How to incorporate user-led engagement in mobile app design
Today, both consumers and employees instinctively reach for their smartphones and apps to accomplish a task or get the information they need at any given moment. In fact, according to the Daily Mail, studies show that mobile devices are so ingrained in people’s daily lives that users check them 85 times a day — taking up five hours every day — to get the information they need on demand.
Recognizing this, organizations are becoming smarter about how they approach mobile app design. They’re now trying to harness their full potential to engage users and make customers happy.
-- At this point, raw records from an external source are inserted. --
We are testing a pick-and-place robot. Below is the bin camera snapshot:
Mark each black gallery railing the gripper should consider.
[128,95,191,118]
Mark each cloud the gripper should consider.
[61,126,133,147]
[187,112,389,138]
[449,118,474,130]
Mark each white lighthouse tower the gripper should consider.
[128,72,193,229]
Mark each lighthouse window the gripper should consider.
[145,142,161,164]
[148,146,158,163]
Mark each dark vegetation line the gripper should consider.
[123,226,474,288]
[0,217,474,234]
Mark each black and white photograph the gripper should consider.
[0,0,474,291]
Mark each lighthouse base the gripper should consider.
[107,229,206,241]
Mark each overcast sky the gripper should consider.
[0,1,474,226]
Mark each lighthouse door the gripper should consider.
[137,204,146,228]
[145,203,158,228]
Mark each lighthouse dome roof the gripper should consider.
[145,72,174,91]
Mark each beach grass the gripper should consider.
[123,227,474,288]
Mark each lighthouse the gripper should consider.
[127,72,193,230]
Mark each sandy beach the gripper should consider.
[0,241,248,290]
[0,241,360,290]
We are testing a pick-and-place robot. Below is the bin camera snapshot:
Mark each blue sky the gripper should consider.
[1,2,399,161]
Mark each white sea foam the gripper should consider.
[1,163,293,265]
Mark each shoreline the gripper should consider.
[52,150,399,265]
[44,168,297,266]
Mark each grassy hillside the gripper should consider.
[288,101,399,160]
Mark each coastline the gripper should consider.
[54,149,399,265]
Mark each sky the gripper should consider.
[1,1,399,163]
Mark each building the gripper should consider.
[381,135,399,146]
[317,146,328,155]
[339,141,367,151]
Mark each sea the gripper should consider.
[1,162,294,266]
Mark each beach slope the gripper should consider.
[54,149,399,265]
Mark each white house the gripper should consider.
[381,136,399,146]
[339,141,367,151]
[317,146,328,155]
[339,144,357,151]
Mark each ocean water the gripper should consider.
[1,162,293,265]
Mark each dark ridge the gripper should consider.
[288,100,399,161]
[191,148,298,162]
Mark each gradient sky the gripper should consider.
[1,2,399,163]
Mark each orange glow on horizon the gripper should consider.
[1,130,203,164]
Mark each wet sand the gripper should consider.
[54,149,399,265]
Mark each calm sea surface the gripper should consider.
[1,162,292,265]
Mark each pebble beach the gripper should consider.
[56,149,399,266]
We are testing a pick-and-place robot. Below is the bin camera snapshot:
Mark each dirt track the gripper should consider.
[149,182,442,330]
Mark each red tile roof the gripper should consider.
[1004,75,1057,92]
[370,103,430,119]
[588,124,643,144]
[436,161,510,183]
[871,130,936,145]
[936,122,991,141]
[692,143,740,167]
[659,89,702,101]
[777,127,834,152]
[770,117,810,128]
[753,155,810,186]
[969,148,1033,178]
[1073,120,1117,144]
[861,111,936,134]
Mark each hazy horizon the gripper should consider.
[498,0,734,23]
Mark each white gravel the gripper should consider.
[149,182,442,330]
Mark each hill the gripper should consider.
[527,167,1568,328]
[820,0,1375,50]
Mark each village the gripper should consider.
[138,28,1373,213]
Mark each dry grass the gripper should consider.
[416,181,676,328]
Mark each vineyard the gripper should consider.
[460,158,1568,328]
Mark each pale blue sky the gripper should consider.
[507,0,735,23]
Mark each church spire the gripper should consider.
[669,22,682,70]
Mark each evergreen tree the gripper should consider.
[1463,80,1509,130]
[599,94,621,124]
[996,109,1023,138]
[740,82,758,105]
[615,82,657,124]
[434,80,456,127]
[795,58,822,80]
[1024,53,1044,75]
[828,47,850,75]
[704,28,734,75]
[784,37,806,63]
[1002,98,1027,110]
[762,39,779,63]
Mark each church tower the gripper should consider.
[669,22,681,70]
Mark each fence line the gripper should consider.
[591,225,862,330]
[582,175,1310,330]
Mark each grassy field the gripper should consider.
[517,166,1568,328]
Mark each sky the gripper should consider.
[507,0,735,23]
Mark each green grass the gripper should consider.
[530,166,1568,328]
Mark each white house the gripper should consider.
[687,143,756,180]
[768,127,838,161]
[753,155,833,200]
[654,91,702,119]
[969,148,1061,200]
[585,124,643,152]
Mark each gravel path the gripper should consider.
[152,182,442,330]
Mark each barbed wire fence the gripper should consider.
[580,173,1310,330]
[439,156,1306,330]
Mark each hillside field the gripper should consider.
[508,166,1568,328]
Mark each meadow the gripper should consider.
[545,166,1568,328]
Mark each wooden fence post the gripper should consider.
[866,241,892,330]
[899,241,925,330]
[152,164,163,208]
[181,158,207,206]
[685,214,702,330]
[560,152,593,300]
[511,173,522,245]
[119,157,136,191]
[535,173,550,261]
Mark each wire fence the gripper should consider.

In addition, they’re increasingly using more information and intelligence in the app, including the following:
- Contextual information, such as the user’s current location or activity. For example, is he at the airport or running his favorite trail?
- Individual data, such as app preferences or frequent tasks that help better anticipate what the user is trying to accomplish.
- Speech recognition and gesture detection that facilitate more human forms of interaction.
These developments point to a key insight: Mobile enables new types of interactions that necessitate rethinking the app experience. Instead of apps dictating when and how a user should accomplish a task, the app enables customers or employees to choose when and how to engage and can proactively guide users as they try to accomplish specific goals.
Improving experiences from hallways to fairways
This new interaction paradigm is driving a world of new, enriched mobile experiences. For example, a hospital app can inform a patient arriving at the hospital that there is a longer-than-expected line for his first appointment and that he should proceed first to the blood lab. It can also use indoor location technologies to guide the patient to the lab. This rich interaction can improve hospital efficiency in addition to patient satisfaction.
Mobile app design can also give users the flexibility to choose how to engage. For instance, a fan at a golf tournament might incorporate a tournament app to follow her favorite players. She can get notifications when her favorite players are about to tee off, compare their stats, pinpoint their locations on the course and socially interact with other fans cheering for those same players. The app may even predict how well players will do given their past performances on holes with similar layouts, lengths and hazards.
Cognitive capabilities up the game
With the advent of cognitive services, it will become even easier for apps to further identify the user’s intent and provide a tailored experience.
Machine learning can learn a user’s preferences and incorporate that knowledge to personalize the app. For example, the golf fan mentioned above may never specify which players she follows, but the app can infer her favorite players by following her previous actions.
Using a service such as a tone analyzer, you can differentiate between satisfied customers and unsatisfied ones, or ones that are just in a hurry. With that insight, you can tailor the dialog with the customer (in the app’s chat box) to address concerns and mood, just as a customer service representative would.
Using additional cognitive services, you can guide technicians in the field to solve unexpected problems. A technician could describe the symptoms of a malfunctioning appliance in natural language, and the app would suggest which chip on the board is likely to be defective. If the technician reports that changing the chip didn’t help, the app can suggest a different action to take. Capturing these interactions has the added benefit of continuous improvement, learning which troubleshooting paths are most likely to solve specific problems and improving outcomes each time the app is used.
3 keys for engaging mobile experiences
Building these engaging applications requires three main capabilities: profiling, cognitive services and an event-based architecture.
- Enterprise profiles: These profiles can combine both static information, such as demographic data with rapidly changing dynamic information, such as the features in the app that are being used. The profile becomes the central source of information to segment different types of users and to customize their experiences.
- Cognitive services: Enabling a natural language conversation with the user, cognitive services also use profile data, together with user actions, to figure out what the user is trying to accomplish. It then proposes the best way to help this user achieve his goals.
- Events: To create timely and engaging experiences, events must propagate from the device to the cognitive services and then back to the device. For example, when an employee gets stalled in a task, it can trigger an event that feeds the current context (where the employee is stalled) and a profile snippet (how proficient the employee is in this task, as well as her preferences) to the cognitive engine. The cognitive engine decides how to aid the user and sends a message back to the device with a suggested resolution. Event-trigger-action technologies are ideal for building out interaction patterns like this.
When using these technologies, it’s important to never forget that the goal is to help users accomplish their tasks. The mobile app design technologies may create a torrent of behind-the-scenes events and analysis for each user action, but the result is a simple intuitive interface, guiding the user and creating a delightful experience. In the future, the bar for apps will only continue to rise. Only apps that provide an engaging, cognitive and context-based experience will succeed in the market and with users.